DataStructureSchemaCompatibility

class DataStructureSchemaCompatibility(    value, names=None, *, module=None, qualname=None, type=None, start=1,):

The level of compatibility between a datastructure and a pod/table schema.

Denotes 4 different levels of compatibility: - COMPATIBLE: Compatible to our knowledge. - WARNING: Might be compatible but there might still be runtime incompatibility issues. - INCOMPATIBLE: Clearly incompatible. - ERROR: An error occurred whilst trying to check compatibility.

Ancestors

Variables

  • static COMPATIBLE
  • static ERROR
  • static INCOMPATIBLE
  • static WARNING

DatabaseConnection

class DatabaseConnection(    con: Union[str, sqlalchemy.engine.base.Engine],    db_schema: Optional[str] = None,    query: Optional[str] = None,    table_names: Optional[List[str]] = None,):

Encapsulates database connection information for a BaseSource.

If a query is provided or if table_name only has one table, the database will be queried for the data, after which the database connection will be closed and the resulting DataFrame will be used and stored in the BaseSource.

danger

If you are creating a multi-table Pod, ensure that the connection you provide only has access to the schemas and tables you wish to share and that this access has suitably restricted permissions i.e. SELECT only.

table_names limits the Pod schema to only those tables you specify but it does not prevent a Modeller from accessing other tables in the schema or indeed other tables in other schemas by guessing their names.

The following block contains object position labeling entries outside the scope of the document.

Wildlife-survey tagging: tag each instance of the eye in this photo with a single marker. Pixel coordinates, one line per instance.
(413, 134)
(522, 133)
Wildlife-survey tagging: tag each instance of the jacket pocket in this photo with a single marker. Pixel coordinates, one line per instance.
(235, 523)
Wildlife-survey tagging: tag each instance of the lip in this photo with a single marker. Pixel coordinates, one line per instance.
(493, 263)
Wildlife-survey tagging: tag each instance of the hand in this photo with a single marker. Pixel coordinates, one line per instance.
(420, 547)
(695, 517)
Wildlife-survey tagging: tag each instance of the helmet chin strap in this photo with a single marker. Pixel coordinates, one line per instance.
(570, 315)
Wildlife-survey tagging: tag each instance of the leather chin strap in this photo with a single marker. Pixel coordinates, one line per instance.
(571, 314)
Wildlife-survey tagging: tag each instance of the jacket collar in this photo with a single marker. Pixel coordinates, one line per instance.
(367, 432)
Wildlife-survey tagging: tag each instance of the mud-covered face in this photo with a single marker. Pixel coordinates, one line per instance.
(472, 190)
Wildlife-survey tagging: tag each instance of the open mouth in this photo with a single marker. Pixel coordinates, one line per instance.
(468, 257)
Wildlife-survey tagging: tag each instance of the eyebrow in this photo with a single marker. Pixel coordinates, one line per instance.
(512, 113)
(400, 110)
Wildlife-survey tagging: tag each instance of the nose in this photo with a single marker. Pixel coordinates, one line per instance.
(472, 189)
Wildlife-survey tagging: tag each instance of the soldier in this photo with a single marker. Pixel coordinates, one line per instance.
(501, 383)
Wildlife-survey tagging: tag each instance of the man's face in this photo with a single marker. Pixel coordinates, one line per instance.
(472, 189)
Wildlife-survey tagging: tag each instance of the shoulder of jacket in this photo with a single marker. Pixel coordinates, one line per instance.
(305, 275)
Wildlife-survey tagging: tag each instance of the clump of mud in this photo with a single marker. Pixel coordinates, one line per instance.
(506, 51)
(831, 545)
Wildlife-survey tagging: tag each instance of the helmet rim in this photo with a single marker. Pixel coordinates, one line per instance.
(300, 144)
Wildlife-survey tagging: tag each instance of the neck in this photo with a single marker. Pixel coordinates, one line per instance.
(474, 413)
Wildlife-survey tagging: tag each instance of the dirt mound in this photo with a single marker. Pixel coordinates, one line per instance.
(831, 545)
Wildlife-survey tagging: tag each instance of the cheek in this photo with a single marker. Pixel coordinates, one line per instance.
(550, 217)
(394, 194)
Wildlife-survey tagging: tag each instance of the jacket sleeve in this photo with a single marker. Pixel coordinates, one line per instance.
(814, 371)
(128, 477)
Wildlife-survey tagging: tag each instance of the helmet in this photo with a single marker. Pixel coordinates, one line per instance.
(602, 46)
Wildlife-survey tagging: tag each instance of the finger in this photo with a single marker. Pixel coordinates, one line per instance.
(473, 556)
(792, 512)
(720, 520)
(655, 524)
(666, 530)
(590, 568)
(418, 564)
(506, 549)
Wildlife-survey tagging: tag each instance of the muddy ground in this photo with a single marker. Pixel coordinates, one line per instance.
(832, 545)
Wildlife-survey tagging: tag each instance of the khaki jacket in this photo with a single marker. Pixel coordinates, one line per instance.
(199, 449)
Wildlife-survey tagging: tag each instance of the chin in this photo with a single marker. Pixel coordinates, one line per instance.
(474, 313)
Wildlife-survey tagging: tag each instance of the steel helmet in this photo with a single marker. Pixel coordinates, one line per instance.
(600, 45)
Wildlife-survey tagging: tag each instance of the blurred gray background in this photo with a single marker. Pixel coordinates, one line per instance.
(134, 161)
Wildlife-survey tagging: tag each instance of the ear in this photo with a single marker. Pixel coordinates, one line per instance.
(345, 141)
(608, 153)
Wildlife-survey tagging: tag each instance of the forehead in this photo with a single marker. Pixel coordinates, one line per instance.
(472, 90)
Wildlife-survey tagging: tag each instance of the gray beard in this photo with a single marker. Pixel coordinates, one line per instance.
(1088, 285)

If only a single table is provided or a query is provided to combine multiple tables into one table, the Modeller will have no access to the database.

Arguments

  • con: A database URI provided as a string or a SQLAlchemy Engine. This should include the database name, user, password, host, port, etc.
  • db_schema: The database schema to use. If not provided, the default schema will be used.
  • query: The SQL query to be executed as a string.
  • table_names: Name(s) of SQL table(s) in database.

Attributes

  • multi_table: Whether or not the database connection is for multiple tables.

Raises

  • DatabaseMissingTableError: If schema (or the default schema if not provided) does not contain any tables or any of the specified tables can't be found in the schema.
  • DatabaseSchemaNotFoundError: If schema is provided but can't be found in the database.
  • DatabaseModificationError: If query is provided and contains an 'INTO' clause.
  • ValueError: If both query and table_names are provided.

Variables

  • static con : Union[str, sqlalchemy.engine.base.Engine]
  • static db_schema : Optional[str]
  • static query : Optional[str]
  • static table_names : Optional[List[str]]
  • validated : bool - Whether or not the database connection has been validated.

Methods


validate

def validate(self)> None:

Validates the database connection.

This method is called by the corresponding validate method on the DatabaseSource which wraps the DatabaseConnection. The reason this does not happen on instantiation is that the Pod is responsible for validating the connection so that if there is an error, it is raised in the scope of the Pod's error handling hooks.

note

This method does not revalidate the connection if it has already been validated.